As for the prison job, Carter wants to find a new career where he can support his kids without sacrificing his mental health, but the path forward is still unclear. “It’s how I make a living right now,” he acknowledges. “I’m just happy it hasn’t taken all of me from me, because it most definitely takes a piece of me every time I walk in there.”

The need for mental health solutions throughout the South and across Western culture at large is undeniable.
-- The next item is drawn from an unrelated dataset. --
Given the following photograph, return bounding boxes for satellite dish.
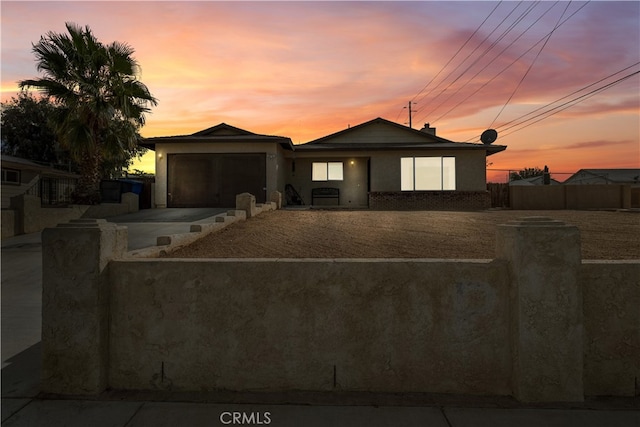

Entheogenic plants and fungi springing from the ground seem to offer an inherently democratic answer to the spiritual sicknesses that have spread en masse, alongside the rise of modern cities, corporations, and capitalist values. 

But, a major paradigm shift is underway in our collective. Substances like ketamine and psilocybin are being studied as treatments for depression, suicidal thoughts, and anxiety. Meanwhile, decriminalization movements operating outside of institutional frameworks across the country are pushing to expand access to entheogens through community organizing, education, and advocacy.

But as long as plant medicines remain federally illegal and access is restrained by colonial gatekeepers, pursuing this natural resource will continue to require courage and creativity. Those in search of help who feel abandoned by sanctioned channels of mental healthcare will be forced to seek refuge in imperfect solutions like ONAC, which is inherently fraught with complications of cultural appropriation and hierarchical power struggles. But for now, those like Rushing and Carter will continue to meet in the woods, passing a bowl of peyote powder under the moon, and reminding one another of their inalienable right to wholeness and health.